Notice what that does and doesn’t do. It doesn’t hand the machine a mind. A few hundred watts is still an order of magnitude off the 20 watts you’re running on, and nobody’s shown it reaching brain-equivalent compute at that price. The edge narrows; it doesn’t disappear.
But “narrows” turns out to be the dangerous word, because the edge was never really efficiency. It was scarcity. Expensive kept these systems rare, and rare kept the hard questions hypothetical.
And it gets less comfortable. The NTT and OptQC roadmap openly targets a million qubits by 2030, and the price of entry looks like it’s sliding from billions toward millions. While I debate whether a hundred-dollar Claude subscription is justifiable, plenty of entities (companies, labs, governments) treat “a few million” as a Tuesday. The exotic version doesn’t stay rare. It becomes infrastructure.
So nothing about the machine’s inner nature has to change for this to get hard. What the substrate change moves is the count: how many of these systems exist, in how many hands, at what price. The deadline was never going to come from one expensive machine in a lab getting suspiciously good. It comes from the cheap version showing up by the thousand, in rooms with no ethics board, while we’re still arguing about whether the question is even real.
Why cheap changes everything
Which lands me on the questions I have no clean answer to, except they’re no longer abstract. What is consciousness, in terms a scientist could measure instead of point at? And what do we owe a system on the day it stops being a tool and starts being…something else? Now ask both again, except cheap, running warm in a normal room, in thousands of hands instead of three. Proliferation is what turns a late-night thought experiment into a deadline.
Which is why the one claim I feel sure of matters more than it used to: the gap between “it’s just predicting” and “it’s actually thinking” is narrower than my ego would like, and closing from both ends: the machines get cheaper, faster, stranger, while we concede we were never as magical as advertised.
So here’s the one position I’ll argue for, uncertain as I am about everything around it.

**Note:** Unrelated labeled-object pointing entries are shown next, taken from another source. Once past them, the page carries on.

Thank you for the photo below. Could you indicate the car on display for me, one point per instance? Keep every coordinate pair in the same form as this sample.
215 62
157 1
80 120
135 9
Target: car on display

We should be asking the big, soft, embarrassing, unanswerable questions now, harder and louder than we ever have, precisely because they are about to stop being soft.
The luxury of treating consciousness as a dorm-room hypothetical expires the moment the hypothetical is cheap, warm, and sitting in a thousand rooms at once. We have spent centuries able to wonder what we are at our own pace. That pace is ending.
Because this is the appointment we’re all walking toward, sooner rather than later. One day a piece of meat with electricity running through it is going to look up at a silicon mirror of itself and have to decide what, exactly, is looking back. How did the meat end up here. Whether the reflection is a trick of the glass or the same trick we are.
I don’t know what we’ll see in it. I only know it’s a worse question to ask for the first time while you’re already standing in front of the mirror.
The only certainty, as always, is that I’m not certain. I’d rather be early to the question than standing in front of the mirror when it answers itself.